Puy Violent vous accueille cinq sur cinq : quand la coupe de France radioamateur se joue sur les monts du Cantal…

“Plus on est haut, plus on est susceptible de chercher des stations éloignées”, explique F5RQQ. L’indicatif d’appel est Jean-Marc Vigier, un ancien passionné de radio amateur militaire. « F pour la France, 5 pour mon permis de conduire. Et RQQ, c’est mon inscription », décode-t-il.

Avec ce Puydômois, une dizaine de radioamateurs ont activé le Cantal ce week-end depuis le parking du Puy Violent à Saint-Paul-de-Salers. “On est en compétition en Ligue 1 des radioamateurs à haute fréquence”, simplifie F5RQQ. filer volontiers la métaphore du football quelques minutes avant le coup d’envoi. « Nous allons essayer de contacter différents pays dans le monde. Plus ils sont éloignés, plus vous obtenez de points. Notre objectif est d’être dans le top 5. Nous avons mis la barre à 600 contacts. Y arriverons-nous ? C’est autre chose…”

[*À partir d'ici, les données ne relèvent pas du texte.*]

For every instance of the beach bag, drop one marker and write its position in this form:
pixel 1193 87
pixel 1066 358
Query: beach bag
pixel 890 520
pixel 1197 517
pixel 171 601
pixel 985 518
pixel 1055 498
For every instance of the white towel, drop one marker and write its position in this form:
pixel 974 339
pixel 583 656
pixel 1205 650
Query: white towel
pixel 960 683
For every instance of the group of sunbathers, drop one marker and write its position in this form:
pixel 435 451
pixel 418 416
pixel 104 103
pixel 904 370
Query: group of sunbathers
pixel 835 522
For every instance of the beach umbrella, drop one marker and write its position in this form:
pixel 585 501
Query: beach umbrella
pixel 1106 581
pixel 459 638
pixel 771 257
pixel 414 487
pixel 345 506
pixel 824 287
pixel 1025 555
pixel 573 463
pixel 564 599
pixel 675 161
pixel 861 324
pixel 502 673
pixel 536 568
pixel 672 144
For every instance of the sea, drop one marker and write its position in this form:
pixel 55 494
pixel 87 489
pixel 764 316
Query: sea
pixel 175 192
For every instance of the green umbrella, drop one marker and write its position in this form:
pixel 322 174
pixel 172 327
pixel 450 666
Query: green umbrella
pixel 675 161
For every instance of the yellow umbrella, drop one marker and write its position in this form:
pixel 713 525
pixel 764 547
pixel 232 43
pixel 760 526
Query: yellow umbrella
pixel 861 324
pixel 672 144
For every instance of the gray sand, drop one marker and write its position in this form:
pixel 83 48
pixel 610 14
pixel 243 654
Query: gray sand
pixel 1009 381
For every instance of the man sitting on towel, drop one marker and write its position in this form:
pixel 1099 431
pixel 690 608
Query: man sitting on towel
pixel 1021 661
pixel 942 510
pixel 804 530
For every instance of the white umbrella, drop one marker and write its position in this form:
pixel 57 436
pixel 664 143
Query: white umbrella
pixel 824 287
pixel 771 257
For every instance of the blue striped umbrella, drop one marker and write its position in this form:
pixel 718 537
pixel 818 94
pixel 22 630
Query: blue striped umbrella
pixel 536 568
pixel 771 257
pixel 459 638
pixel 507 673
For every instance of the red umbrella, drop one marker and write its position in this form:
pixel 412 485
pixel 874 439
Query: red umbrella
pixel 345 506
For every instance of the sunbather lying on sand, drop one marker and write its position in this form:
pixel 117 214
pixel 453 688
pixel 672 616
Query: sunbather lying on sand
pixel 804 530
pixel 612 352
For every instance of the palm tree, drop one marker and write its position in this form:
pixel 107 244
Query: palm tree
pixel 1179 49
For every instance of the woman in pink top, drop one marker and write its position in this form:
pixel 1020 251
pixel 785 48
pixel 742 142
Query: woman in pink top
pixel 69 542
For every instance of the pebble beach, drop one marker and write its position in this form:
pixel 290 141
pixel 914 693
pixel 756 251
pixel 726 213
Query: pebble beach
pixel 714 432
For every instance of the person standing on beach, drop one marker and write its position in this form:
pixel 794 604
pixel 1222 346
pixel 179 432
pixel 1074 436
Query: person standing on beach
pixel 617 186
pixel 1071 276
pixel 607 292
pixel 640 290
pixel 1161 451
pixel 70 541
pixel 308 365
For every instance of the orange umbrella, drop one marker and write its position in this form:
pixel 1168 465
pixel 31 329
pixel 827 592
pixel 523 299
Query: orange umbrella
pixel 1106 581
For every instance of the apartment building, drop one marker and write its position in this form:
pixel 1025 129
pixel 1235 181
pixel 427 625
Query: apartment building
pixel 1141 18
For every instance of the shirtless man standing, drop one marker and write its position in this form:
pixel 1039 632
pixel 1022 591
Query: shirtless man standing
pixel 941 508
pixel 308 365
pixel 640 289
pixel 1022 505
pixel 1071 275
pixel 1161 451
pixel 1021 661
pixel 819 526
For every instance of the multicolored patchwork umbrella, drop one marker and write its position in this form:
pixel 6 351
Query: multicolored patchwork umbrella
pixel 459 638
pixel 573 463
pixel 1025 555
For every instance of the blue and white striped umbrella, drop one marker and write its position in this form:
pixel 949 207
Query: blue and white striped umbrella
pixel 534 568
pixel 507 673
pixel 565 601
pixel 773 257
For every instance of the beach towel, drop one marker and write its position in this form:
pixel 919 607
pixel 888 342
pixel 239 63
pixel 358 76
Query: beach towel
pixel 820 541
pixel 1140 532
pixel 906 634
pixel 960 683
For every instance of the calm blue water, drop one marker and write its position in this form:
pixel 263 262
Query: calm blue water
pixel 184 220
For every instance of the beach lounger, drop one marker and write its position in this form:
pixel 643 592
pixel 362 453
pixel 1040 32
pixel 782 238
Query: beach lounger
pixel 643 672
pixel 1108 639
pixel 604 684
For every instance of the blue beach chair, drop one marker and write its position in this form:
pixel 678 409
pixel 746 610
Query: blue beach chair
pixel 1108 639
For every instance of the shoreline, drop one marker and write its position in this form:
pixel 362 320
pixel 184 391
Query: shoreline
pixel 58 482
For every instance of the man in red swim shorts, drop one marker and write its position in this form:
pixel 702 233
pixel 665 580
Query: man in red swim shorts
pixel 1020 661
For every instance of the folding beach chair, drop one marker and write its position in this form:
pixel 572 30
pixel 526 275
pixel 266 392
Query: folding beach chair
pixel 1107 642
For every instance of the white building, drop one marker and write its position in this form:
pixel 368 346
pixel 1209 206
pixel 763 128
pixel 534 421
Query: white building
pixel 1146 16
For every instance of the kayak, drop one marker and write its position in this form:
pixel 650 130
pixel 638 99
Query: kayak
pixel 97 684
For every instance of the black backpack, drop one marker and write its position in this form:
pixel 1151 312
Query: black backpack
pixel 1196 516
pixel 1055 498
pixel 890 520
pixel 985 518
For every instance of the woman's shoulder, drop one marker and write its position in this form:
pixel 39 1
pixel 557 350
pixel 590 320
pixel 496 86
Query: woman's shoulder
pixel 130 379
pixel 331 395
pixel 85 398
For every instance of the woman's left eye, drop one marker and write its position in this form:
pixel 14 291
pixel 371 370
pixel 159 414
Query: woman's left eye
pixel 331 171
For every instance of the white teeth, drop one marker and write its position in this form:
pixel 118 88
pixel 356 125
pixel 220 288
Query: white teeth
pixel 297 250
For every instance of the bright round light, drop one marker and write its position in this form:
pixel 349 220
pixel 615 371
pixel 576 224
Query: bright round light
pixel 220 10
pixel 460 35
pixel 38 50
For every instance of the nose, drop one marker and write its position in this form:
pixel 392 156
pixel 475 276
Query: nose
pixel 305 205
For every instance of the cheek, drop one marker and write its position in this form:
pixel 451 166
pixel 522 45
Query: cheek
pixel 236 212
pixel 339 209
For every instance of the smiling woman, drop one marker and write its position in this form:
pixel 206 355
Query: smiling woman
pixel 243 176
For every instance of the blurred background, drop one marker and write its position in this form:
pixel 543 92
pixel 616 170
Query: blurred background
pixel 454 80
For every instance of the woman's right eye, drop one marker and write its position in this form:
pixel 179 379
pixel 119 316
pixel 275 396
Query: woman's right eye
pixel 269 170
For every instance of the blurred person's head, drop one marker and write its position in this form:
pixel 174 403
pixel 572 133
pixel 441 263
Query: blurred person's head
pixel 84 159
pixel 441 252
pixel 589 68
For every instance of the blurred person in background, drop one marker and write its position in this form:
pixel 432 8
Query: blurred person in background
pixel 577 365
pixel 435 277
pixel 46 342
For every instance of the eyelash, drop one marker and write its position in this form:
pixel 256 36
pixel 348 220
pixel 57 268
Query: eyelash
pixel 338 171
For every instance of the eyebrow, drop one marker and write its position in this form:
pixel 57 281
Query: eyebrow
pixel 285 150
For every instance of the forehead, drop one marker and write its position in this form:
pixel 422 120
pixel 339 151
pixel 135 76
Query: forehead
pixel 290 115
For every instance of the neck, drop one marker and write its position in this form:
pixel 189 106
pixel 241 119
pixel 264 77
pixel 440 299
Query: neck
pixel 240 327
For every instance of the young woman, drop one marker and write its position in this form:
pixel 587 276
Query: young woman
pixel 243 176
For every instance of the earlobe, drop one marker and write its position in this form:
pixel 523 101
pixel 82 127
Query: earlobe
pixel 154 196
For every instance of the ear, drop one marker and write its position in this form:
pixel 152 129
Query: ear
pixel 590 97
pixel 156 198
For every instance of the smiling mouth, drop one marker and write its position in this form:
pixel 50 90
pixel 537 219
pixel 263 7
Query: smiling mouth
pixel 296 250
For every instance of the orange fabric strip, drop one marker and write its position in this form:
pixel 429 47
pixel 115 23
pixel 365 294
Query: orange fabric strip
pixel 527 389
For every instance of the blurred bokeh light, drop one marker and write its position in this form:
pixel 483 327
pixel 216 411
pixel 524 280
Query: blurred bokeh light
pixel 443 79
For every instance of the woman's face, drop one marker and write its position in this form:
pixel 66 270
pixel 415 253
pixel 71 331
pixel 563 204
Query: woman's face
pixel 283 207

“Des Açores à la Hollande du Nord”

L’examen dure 24 heures. Des équipes de toute la France s’affronteront, dont TM5W, l’indicatif spécial représentant le maillot du Cantal, de JN15GD, le matricule de Puy Violent. « Cette compétition s’appelle THF Ref Cup. Ref, comme un réseau de chaînes françaises. Et THF comme très hautes fréquences. “En radio amateur, la cerise sur le gâteau de la motivation, c’est la compétition”, s’enthousiasme Jean-Marc Vigier.

Rencontre avec Jean-Marc Vigier, alias F5RQQ, ce radioamateur qui contacte le monde entier depuis Saint-Chamant (Cantal).

« Pouvez-vous me filer un mètre de câble ? Le temps des derniers préparatifs passe. Les quatre antennes ont déjà été extraites de la voiture de location, dépliées et installées sur des échafaudages du parking du Puy Violent où, grâce à l’accord de la municipalité, l’équipe TM5W a pu installer sa base. Toute l’Europe est accessible à Saint-Paul-de-Salers via les gammes de fréquences VHF, UHF et SHF (de 144 mégahertz à 10 gigahertz), “des Açores au nord des Pays-Bas”.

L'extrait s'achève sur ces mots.